Anyhow, I’m not feeling particularly pressured over the lack of posting. This blog started mainly as an excuse for me to learn Hugo.
Killing Mastodon
I also decided to kill my Mastodon instance. This was for two reasons: 1. The install borked itself beyond my skills to repair. I hosted my instance on a Vultr server (as I documented in previously here) and installed it manually. However, successive upgrades clearly created some conflicts and the server was left unable to prune old data. I tried reinstalling various aspects of the server application, but nothing worked. I watched as the disk slowly filled until it finally crashed. I probably could have worked to extract my data (I might have tried this and had it fail on me), but the second reason for killing the server became apparent…I really didn’t care! It’s not that I didn’t find the people I followed particularly interesting (some definitely were and posted interesting ideas), it’s just that I found myself going weeks without opening the app at all. I’ve never really seen the point of sharing my location or mood…so I just let it sort of wither.
Social media has never really been my thing. I’m sure if people want to interact with my writing they can send me a Webmention (provided the Webmention server is still working- I haven’t checked in months!) or just email me. I’ll have to dig through my old posts to update the Hugo post archetypes to remove the syndicated stuff at the top of the page. I thought it was a clever hack at the time…maybe I’ll rejoin Mastodon at some point and reactivate it. I largely doubt it at the moment though.
Things people seem to actually be reading…
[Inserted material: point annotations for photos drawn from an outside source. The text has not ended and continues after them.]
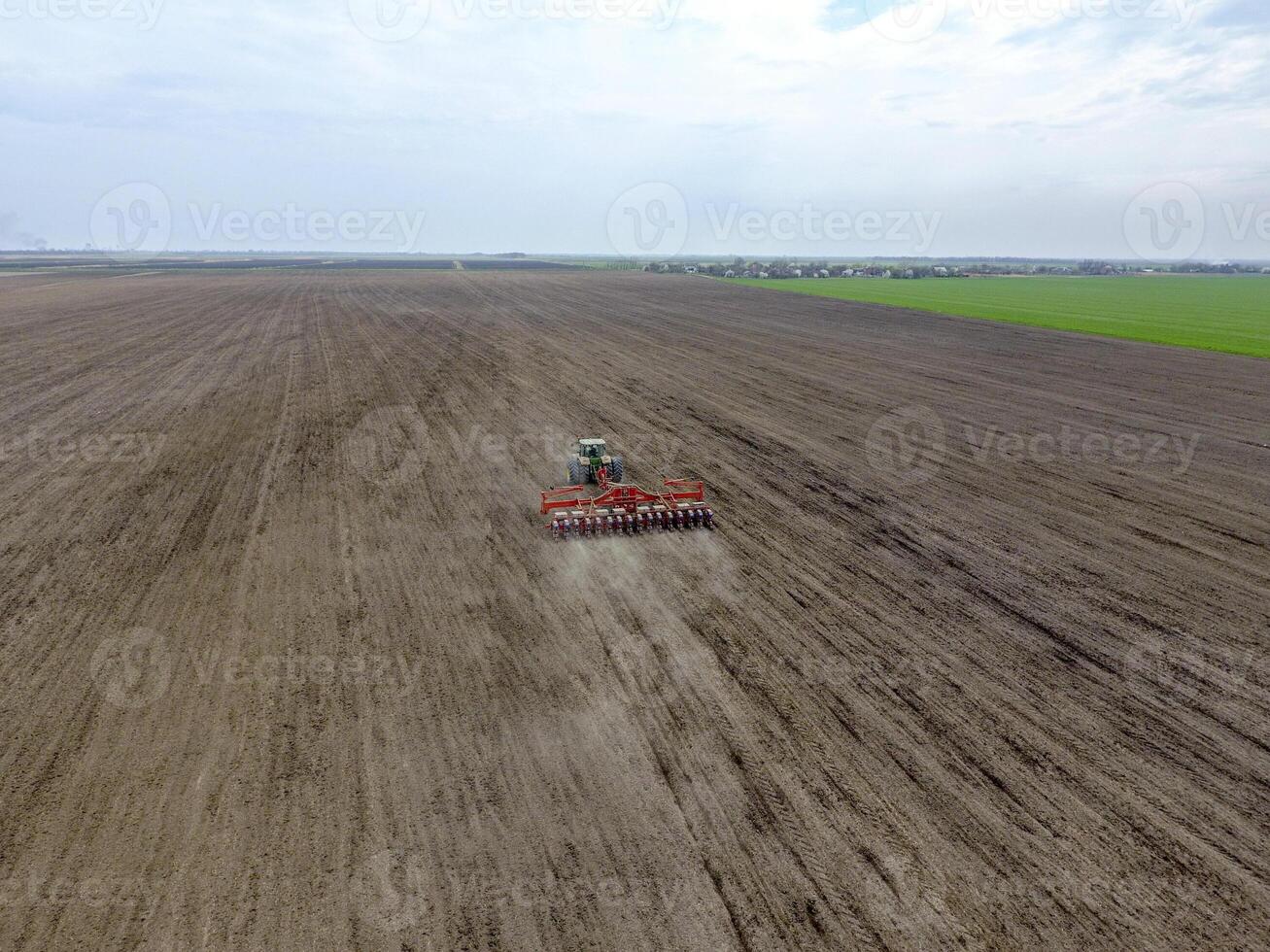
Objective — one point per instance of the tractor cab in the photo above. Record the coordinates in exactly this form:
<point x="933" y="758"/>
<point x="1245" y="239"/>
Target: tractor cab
<point x="592" y="450"/>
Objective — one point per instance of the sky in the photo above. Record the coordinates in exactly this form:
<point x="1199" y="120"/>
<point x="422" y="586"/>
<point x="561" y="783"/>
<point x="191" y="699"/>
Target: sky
<point x="1043" y="128"/>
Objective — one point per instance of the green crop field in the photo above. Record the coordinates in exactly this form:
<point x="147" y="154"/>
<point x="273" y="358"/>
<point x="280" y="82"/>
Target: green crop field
<point x="1208" y="311"/>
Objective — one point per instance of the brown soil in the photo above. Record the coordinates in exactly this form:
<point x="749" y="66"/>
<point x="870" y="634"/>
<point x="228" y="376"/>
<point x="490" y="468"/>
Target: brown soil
<point x="289" y="662"/>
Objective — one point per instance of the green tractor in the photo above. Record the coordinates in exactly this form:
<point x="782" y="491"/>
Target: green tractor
<point x="592" y="458"/>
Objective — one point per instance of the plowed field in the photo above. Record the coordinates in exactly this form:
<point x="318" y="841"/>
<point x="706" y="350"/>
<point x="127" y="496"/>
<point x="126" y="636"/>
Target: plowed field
<point x="976" y="659"/>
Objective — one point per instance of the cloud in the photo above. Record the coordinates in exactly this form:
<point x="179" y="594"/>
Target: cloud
<point x="15" y="239"/>
<point x="521" y="131"/>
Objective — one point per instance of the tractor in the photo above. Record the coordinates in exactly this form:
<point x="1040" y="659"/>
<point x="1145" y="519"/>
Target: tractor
<point x="592" y="458"/>
<point x="621" y="508"/>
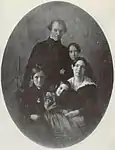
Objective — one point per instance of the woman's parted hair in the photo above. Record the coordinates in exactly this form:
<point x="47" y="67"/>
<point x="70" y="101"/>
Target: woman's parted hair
<point x="76" y="46"/>
<point x="62" y="22"/>
<point x="88" y="70"/>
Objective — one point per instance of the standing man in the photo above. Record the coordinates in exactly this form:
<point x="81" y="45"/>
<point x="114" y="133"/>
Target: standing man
<point x="51" y="54"/>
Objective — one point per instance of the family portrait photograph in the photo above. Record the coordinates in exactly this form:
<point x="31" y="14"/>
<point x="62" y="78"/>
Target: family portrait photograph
<point x="57" y="74"/>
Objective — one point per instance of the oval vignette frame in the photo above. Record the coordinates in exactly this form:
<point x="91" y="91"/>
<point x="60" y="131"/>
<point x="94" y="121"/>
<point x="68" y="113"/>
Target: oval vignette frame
<point x="32" y="29"/>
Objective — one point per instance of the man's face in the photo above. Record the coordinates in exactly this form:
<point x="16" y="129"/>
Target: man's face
<point x="57" y="31"/>
<point x="38" y="79"/>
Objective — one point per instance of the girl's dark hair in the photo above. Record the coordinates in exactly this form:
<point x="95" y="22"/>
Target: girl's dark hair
<point x="60" y="22"/>
<point x="67" y="83"/>
<point x="88" y="70"/>
<point x="36" y="69"/>
<point x="76" y="46"/>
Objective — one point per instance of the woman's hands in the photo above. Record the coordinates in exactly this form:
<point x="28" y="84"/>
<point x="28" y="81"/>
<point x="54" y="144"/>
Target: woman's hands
<point x="72" y="113"/>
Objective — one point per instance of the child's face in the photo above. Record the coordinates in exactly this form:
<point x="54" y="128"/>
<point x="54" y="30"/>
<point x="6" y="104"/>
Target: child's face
<point x="61" y="88"/>
<point x="73" y="52"/>
<point x="38" y="79"/>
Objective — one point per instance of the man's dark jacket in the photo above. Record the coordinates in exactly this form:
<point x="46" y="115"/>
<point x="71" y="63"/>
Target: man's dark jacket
<point x="52" y="56"/>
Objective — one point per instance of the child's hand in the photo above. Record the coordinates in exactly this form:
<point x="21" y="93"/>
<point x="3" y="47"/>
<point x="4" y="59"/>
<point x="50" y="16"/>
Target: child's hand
<point x="72" y="113"/>
<point x="62" y="71"/>
<point x="34" y="117"/>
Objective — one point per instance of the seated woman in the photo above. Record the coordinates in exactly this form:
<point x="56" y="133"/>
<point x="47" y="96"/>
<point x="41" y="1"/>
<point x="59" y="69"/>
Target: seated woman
<point x="86" y="94"/>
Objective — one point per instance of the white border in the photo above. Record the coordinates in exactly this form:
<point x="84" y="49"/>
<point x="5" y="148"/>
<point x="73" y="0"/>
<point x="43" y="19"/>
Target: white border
<point x="11" y="13"/>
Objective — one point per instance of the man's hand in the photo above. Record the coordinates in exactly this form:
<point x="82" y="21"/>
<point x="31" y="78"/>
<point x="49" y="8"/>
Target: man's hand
<point x="72" y="113"/>
<point x="34" y="117"/>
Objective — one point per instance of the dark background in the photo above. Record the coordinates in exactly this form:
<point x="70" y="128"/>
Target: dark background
<point x="82" y="29"/>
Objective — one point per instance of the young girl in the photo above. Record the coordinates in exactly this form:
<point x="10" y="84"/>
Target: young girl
<point x="66" y="133"/>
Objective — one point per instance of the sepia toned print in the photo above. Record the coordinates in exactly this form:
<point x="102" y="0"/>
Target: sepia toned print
<point x="58" y="83"/>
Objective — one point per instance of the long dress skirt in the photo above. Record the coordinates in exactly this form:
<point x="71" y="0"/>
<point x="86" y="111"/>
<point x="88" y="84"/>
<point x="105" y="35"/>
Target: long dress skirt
<point x="67" y="130"/>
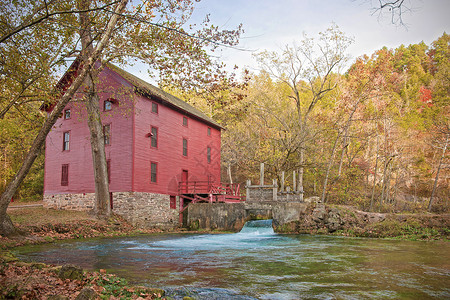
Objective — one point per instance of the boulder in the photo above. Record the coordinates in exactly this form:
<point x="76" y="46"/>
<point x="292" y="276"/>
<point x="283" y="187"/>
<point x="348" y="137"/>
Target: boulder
<point x="87" y="294"/>
<point x="71" y="272"/>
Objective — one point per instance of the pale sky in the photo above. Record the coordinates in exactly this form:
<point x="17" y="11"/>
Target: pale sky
<point x="271" y="24"/>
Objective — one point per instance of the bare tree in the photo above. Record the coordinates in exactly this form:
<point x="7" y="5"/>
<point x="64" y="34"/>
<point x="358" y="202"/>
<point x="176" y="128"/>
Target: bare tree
<point x="6" y="226"/>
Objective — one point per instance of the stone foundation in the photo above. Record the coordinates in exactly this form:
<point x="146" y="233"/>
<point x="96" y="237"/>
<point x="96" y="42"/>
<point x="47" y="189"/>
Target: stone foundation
<point x="146" y="209"/>
<point x="81" y="202"/>
<point x="140" y="209"/>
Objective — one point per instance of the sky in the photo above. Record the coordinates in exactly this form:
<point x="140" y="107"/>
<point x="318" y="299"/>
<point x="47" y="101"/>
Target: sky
<point x="272" y="24"/>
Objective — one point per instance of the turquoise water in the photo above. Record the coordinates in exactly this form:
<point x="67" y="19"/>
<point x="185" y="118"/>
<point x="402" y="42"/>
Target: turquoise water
<point x="259" y="264"/>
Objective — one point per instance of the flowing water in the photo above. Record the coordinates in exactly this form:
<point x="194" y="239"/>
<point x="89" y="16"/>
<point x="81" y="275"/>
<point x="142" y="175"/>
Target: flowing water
<point x="256" y="263"/>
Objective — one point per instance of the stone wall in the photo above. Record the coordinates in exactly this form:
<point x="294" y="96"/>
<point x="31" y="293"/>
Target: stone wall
<point x="82" y="202"/>
<point x="259" y="193"/>
<point x="287" y="212"/>
<point x="288" y="197"/>
<point x="220" y="216"/>
<point x="232" y="216"/>
<point x="140" y="209"/>
<point x="146" y="209"/>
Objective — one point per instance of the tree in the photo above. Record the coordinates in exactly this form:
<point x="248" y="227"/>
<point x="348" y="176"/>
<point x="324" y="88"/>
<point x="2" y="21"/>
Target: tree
<point x="307" y="69"/>
<point x="6" y="226"/>
<point x="152" y="32"/>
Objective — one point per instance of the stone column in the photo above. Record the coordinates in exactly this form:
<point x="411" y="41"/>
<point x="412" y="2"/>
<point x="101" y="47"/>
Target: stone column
<point x="275" y="190"/>
<point x="261" y="175"/>
<point x="247" y="187"/>
<point x="294" y="186"/>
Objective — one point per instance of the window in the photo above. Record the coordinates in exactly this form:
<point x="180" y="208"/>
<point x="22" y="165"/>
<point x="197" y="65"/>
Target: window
<point x="154" y="137"/>
<point x="67" y="114"/>
<point x="66" y="141"/>
<point x="107" y="134"/>
<point x="173" y="202"/>
<point x="184" y="147"/>
<point x="108" y="168"/>
<point x="154" y="107"/>
<point x="65" y="175"/>
<point x="153" y="172"/>
<point x="107" y="105"/>
<point x="208" y="154"/>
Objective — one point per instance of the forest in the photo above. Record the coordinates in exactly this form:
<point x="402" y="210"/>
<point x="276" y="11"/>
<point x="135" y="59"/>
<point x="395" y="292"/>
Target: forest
<point x="372" y="132"/>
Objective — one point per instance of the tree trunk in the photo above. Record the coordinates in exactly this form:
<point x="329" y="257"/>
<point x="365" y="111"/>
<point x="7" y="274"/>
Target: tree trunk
<point x="374" y="177"/>
<point x="384" y="188"/>
<point x="229" y="173"/>
<point x="344" y="148"/>
<point x="6" y="226"/>
<point x="430" y="204"/>
<point x="300" y="173"/>
<point x="330" y="162"/>
<point x="102" y="206"/>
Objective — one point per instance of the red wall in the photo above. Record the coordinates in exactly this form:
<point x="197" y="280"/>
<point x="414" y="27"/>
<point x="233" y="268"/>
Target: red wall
<point x="168" y="155"/>
<point x="128" y="121"/>
<point x="79" y="157"/>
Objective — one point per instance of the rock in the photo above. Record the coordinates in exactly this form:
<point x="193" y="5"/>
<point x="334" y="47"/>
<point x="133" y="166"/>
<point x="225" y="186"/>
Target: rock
<point x="71" y="272"/>
<point x="313" y="199"/>
<point x="57" y="297"/>
<point x="319" y="213"/>
<point x="87" y="294"/>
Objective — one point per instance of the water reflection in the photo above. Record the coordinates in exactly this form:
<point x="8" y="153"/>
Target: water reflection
<point x="256" y="263"/>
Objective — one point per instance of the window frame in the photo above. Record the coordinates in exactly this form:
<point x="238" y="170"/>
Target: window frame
<point x="66" y="143"/>
<point x="185" y="151"/>
<point x="67" y="114"/>
<point x="208" y="154"/>
<point x="107" y="101"/>
<point x="155" y="108"/>
<point x="154" y="137"/>
<point x="108" y="169"/>
<point x="107" y="137"/>
<point x="173" y="202"/>
<point x="65" y="175"/>
<point x="153" y="175"/>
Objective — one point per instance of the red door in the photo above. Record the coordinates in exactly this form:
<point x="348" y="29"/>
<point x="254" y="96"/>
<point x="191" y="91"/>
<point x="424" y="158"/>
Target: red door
<point x="184" y="180"/>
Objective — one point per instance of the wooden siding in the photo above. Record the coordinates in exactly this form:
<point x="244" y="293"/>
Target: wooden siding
<point x="168" y="155"/>
<point x="130" y="153"/>
<point x="79" y="157"/>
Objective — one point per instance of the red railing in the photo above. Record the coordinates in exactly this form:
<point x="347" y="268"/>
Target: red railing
<point x="212" y="189"/>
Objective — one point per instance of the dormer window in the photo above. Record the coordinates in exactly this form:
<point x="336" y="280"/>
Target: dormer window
<point x="67" y="114"/>
<point x="154" y="108"/>
<point x="107" y="105"/>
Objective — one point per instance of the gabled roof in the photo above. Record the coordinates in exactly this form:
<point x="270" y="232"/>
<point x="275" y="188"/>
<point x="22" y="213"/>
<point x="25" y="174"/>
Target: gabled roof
<point x="165" y="98"/>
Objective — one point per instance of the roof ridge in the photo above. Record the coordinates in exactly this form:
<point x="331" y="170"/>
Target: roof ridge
<point x="162" y="95"/>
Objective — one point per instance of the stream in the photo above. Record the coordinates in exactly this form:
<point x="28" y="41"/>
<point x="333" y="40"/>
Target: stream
<point x="256" y="263"/>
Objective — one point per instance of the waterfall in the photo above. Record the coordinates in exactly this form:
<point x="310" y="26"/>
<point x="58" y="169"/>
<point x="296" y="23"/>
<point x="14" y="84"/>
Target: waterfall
<point x="258" y="227"/>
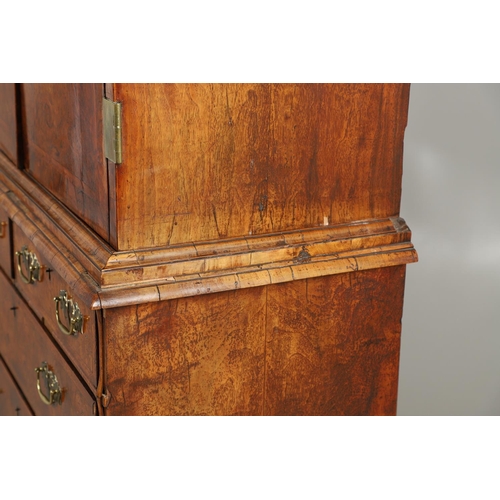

On the topic of my writing, I occasionally check the web analytics for my site. I use a self-hosted install of mMtomo for this and really am just interested if people read anything I’ve written. I’m not looking to ever turn this blog into a commercial endevour, so it’s really just out of curiosity that I check visitor numbers. What struck me is that two particular posts are far and away the most popular. The first is my guide on how to script remote Synology shutdowns and the other is how to import Broadlink IR devices into Home Assistant. I’m quite pleased as both of these are how-to guides- it feels great that some of what I’ve written might be useful to someone somewhere around the world. It also indicates that Synology should probably incorporate this feature…or maybe they have already, I wouldn’t actually know as I sold my Diskstation last month!